Authors :
Presenting Author: Jerome Clatot, PhD – The Children's Hospital of Philadelphia
Natalie Ginn, MGC, LCGC – The Children's Hospital of Philadelphia
Anna Prentice, MS, LCGC – CHOP
Ingo Helbig, MD – Children's Hospital of Philadelphia
Ethan Goldberg, MD, PhD – CHOP
Rationale:
SCN1A – encoding the voltage-gated sodium channel subunit Nav1.1 – represents the most common monogenic cause of epilepsy, with loss-of-function variants linked to GEFS+ and Dravet Syndrome. We identified five de novo heterozygous pathogenic variants in SCN1A, p.L209R, p.S872Y, p.G891R, p.I1347V, p.R1636Q, in 11 patients presenting with early-onset phenotypes that included refractory epilepsy, global developmental delay/intellectual disability, and hypotonia, with or without arthrogryposis or movement disorder. Here, we aim to characterize the electrophysiological features of the identified pathogenic variants to better define the genotype-phenotype relationship in a single-center cohort of early-onset SCN1A spectrum disorders.Methods:
Methods: HEK-293T cells were co-transfected with WT or variant SCN1A construct, along with a tricistronic construct SCN1B/SCN2B/FusionRed. Whole-cell voltage-clamp electrophysiological recording was performed to delineate the biophysical characteristics of pathogenic SCN1A variants relative to WT.
Results:
Results: All individuals identified to carry a pathogenic variant presented with medication-resistant epilepsy within the first year of life, with 8/11 individuals (73%) presenting in the first three months of life.
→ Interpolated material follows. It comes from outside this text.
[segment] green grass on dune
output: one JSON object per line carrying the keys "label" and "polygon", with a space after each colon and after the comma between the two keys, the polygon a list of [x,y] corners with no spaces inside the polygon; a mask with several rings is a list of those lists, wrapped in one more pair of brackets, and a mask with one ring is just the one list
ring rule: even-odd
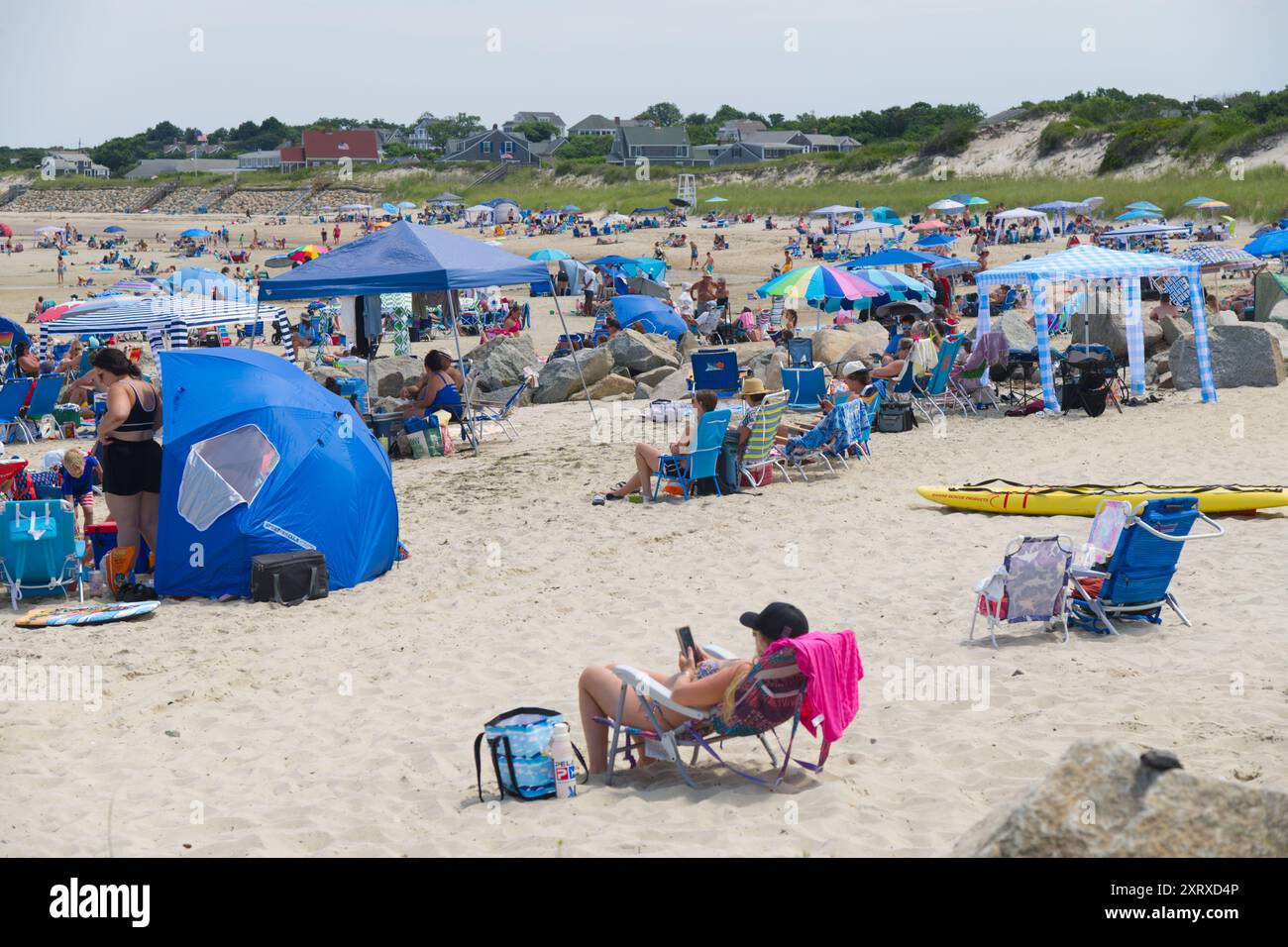
{"label": "green grass on dune", "polygon": [[[586,184],[568,175],[536,170],[511,171],[504,180],[478,188],[464,188],[460,179],[444,179],[433,171],[401,178],[384,191],[385,200],[424,201],[440,191],[453,191],[466,201],[489,197],[511,197],[524,207],[562,207],[577,205],[585,211],[617,210],[629,214],[634,207],[654,207],[667,204],[676,193],[679,169],[652,169],[652,180],[635,180],[635,169],[612,169],[601,179],[590,167],[582,174]],[[791,165],[775,170],[787,173]],[[1079,201],[1086,197],[1104,197],[1104,211],[1114,215],[1132,201],[1153,201],[1173,218],[1191,216],[1185,201],[1198,195],[1215,197],[1231,205],[1231,215],[1251,220],[1278,220],[1288,215],[1288,169],[1266,166],[1248,171],[1243,180],[1233,180],[1229,173],[1164,174],[1148,180],[1123,178],[949,178],[935,180],[909,178],[903,180],[850,182],[837,180],[827,170],[809,184],[791,184],[775,180],[760,170],[756,177],[743,174],[742,182],[728,178],[729,171],[698,171],[699,209],[725,211],[752,211],[756,214],[795,215],[828,204],[866,207],[887,205],[900,214],[918,213],[931,201],[951,193],[971,193],[987,197],[996,206],[1006,204],[1018,207],[1052,200]],[[721,178],[725,178],[721,180]],[[728,204],[703,205],[707,197],[719,195]]]}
Global developmental delay/intellectual disability was observed in all individuals and ranged from mild to severe. Hypotonia was present in 7/11 individuals (64%). Additional clinical features varied and included arthrogryposis (4/11; 36%), movement disorder (4/11; 36%), abnormal neuroimaging (4/11; 36%) and nystagmus (2/11; 18%). Electrophysiological analysis revealed a combination of gain- and loss-of-function effects. All variants led to a significantly decreased peak current density, as well as a hyperpolarizing shift of the voltage dependence of activation and steady-state inactivation.
Conclusions:
Conclusions: Unlike loss of function pathogenic variants seen in patients with a later disease onset and clinical spectrum from GEFS+ to Dravet syndrome, early-onset SCN1A-related disorders are defined by gain of function or mixed gain/loss that commonly includes a hyperpolarized shift of the voltage-gated dependence of activation.
Funding:
Funding: This work was supported by the Dravet Syndrome Foundation (PI, I. Helbig / E. Goldberg) and a Cell & Gene Therapy Seed Grant from the Children’s Hospital of Philadelphia (PI, E. Goldberg / J. Clatot).